# Auto start AND remote start?



## emilysaurus (Sep 10, 2018)

Is there any way to have both the automatic relay function of something like the i-Vac Automatic Vacuum Switch Box AND a remote switch for the same vacuum? For example, I want my table saw and mitre saw to turn the vacuum on when they are started, but I also want to use the vacuum for hand held tools and general cleanup. The vacuum and outlet it is plugged into are hard to reach so I want a remote for the latter scenario.
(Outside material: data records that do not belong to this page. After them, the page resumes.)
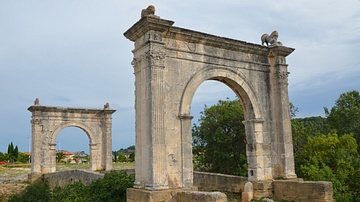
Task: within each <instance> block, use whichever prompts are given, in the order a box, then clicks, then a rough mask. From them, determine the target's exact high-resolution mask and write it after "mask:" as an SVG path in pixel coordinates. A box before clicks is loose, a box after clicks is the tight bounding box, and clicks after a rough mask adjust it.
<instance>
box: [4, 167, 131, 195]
mask: <svg viewBox="0 0 360 202" xmlns="http://www.w3.org/2000/svg"><path fill="white" fill-rule="evenodd" d="M134 167H135V164H134V163H113V170H122V169H133V168H134ZM75 169H84V170H87V169H88V170H90V165H89V164H59V165H57V166H56V170H57V171H65V170H75ZM30 173H31V168H29V167H27V168H8V167H3V166H0V202H3V201H4V202H5V201H6V200H7V199H8V197H10V196H11V195H13V194H15V193H21V192H22V191H23V190H24V189H25V187H26V186H28V181H27V180H28V174H30Z"/></svg>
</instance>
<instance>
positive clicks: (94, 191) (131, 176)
mask: <svg viewBox="0 0 360 202" xmlns="http://www.w3.org/2000/svg"><path fill="white" fill-rule="evenodd" d="M134 181H135V175H133V174H131V175H128V174H127V173H126V171H124V170H121V171H119V172H118V171H111V172H110V173H108V174H106V175H105V176H104V179H99V180H96V181H94V182H92V183H91V185H90V186H89V198H90V200H89V201H94V202H101V201H108V202H112V201H124V202H125V201H126V189H127V188H130V187H132V186H133V184H134Z"/></svg>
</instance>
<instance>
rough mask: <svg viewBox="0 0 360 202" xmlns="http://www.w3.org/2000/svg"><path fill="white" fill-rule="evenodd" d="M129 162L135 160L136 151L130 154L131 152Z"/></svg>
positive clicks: (133, 160)
mask: <svg viewBox="0 0 360 202" xmlns="http://www.w3.org/2000/svg"><path fill="white" fill-rule="evenodd" d="M128 161H129V162H134V161H135V151H132V152H131V153H130V154H129V159H128Z"/></svg>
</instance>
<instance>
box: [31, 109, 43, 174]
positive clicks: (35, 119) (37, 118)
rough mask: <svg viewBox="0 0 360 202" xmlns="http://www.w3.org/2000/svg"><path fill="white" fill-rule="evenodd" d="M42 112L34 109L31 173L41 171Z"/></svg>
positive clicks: (32, 117)
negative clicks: (40, 147)
mask: <svg viewBox="0 0 360 202" xmlns="http://www.w3.org/2000/svg"><path fill="white" fill-rule="evenodd" d="M40 117H41V112H39V111H32V120H31V125H32V138H31V142H32V143H31V173H41V148H40V141H41V132H42V128H43V126H42V125H41V119H40Z"/></svg>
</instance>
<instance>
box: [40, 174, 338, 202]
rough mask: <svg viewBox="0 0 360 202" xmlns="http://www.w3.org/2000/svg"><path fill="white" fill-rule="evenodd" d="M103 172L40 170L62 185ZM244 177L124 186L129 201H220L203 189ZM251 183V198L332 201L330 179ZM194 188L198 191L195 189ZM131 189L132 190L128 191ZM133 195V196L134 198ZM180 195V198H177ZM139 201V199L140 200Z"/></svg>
mask: <svg viewBox="0 0 360 202" xmlns="http://www.w3.org/2000/svg"><path fill="white" fill-rule="evenodd" d="M126 171H127V173H128V174H133V173H134V170H133V169H129V170H126ZM104 175H105V174H103V173H98V172H92V171H86V170H70V171H62V172H56V173H47V174H44V178H45V179H47V180H48V182H49V185H50V187H51V188H54V187H55V186H61V187H62V186H66V185H67V184H71V183H74V182H82V183H84V184H85V185H89V184H91V182H93V181H94V180H97V179H100V178H103V177H104ZM247 182H248V180H247V178H246V177H240V176H233V175H224V174H218V173H206V172H197V171H195V172H194V187H195V189H193V191H191V190H188V191H183V190H176V189H171V190H167V191H165V192H164V191H158V193H157V192H151V191H148V190H143V189H128V193H129V195H131V196H132V197H130V198H128V200H129V201H139V200H140V199H143V198H151V199H163V198H173V199H174V201H177V200H178V201H187V199H188V198H189V197H195V198H199V199H200V198H204V200H205V198H207V197H214V196H217V197H218V199H217V200H216V201H223V200H224V198H223V197H222V195H221V197H220V195H219V194H215V195H213V194H212V193H206V192H214V191H215V192H219V191H220V192H228V193H237V194H240V193H243V192H244V187H245V183H247ZM251 183H252V184H253V193H251V196H252V197H251V198H252V199H254V200H259V199H261V198H263V197H266V198H273V199H277V200H286V201H294V202H334V201H335V200H334V199H333V187H332V183H331V182H324V181H316V182H314V181H302V180H301V179H299V180H267V181H256V182H251ZM196 188H197V189H198V190H199V192H196V191H195V190H196ZM131 193H132V194H131ZM134 197H135V198H134ZM180 199H181V200H180ZM140 201H141V200H140ZM155 201H156V200H155Z"/></svg>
I can’t seem to find anything with both options or evidence of whether putting two different systems in-line would accomplish what want.

Thanks in advance.


----------



## TomCT2 (May 16, 2014)

yes. you can run "parallel" lines to the motor. one from the auto switch, one from the remote switch
BUT they must take power from the same 'leg' (110v) = preferable from the same circuit and observing the properly polarity.

if you power one switch from one leg and the other switch from the other leg of a std 220v residential service, you'll get 220v followed by sparks and smoke.


----------



## FrankC (Aug 24, 2012)

Is this what you are looking for?

https://www.amazon.com/iVAC-Dust-Co..._rd_t=40701&psc=1&refRID=ZDWEEZVA7EM40RN8C7FD


----------